Runaway stars masquerading as star formation in galactic outskirts

TL;DR

This paper proposes that runaway stars ejected from stellar clusters can explain the observed star formation in the low-density outskirts of spiral galaxies, challenging traditional theories.

Contribution

It introduces a novel mechanism involving runaway stars to account for star formation in galactic outskirts, supported by hydrodynamic simulations.

Findings

Runaway stars can travel kiloparsecs during their main-sequence lifetime.

Ejection of young stars explains star formation in low-density regions.
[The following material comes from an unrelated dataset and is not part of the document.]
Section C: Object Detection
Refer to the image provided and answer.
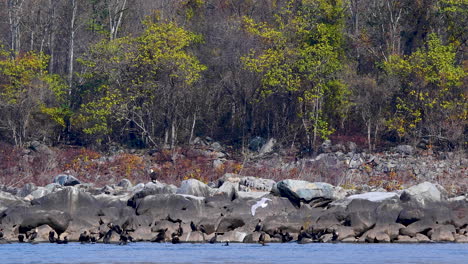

Runaway stars are a significant factor in outer galaxy star formation.

Abstract

In the outskirts of nearby spiral galaxies, star formation is observed in extremely low gas surface densities. Star formation in these regions, where the interstellar medium is dominated by diffuse atomic hydrogen, is difficult to explain with classic star formation theories. In this letter, we introduce runaway stars as an explanation for this observation. Runaway stars, produced by collisional dynamics in young stellar clusters, can travel kiloparsecs during their main-sequence lifetime. Using galactic-scale hydrodynamic simulations including a treatment of individual stars, we demonstrate that this mechanism enables the ejection of young massive stars into environments where the gas is not dense enough to trigger star formation. This results in the appearance of star formation in regions where it ought to be impossible. We conclude that runaway stars are a contributing, if not dominant, factor to the observations of star formation in the outskirts of spiral galaxies.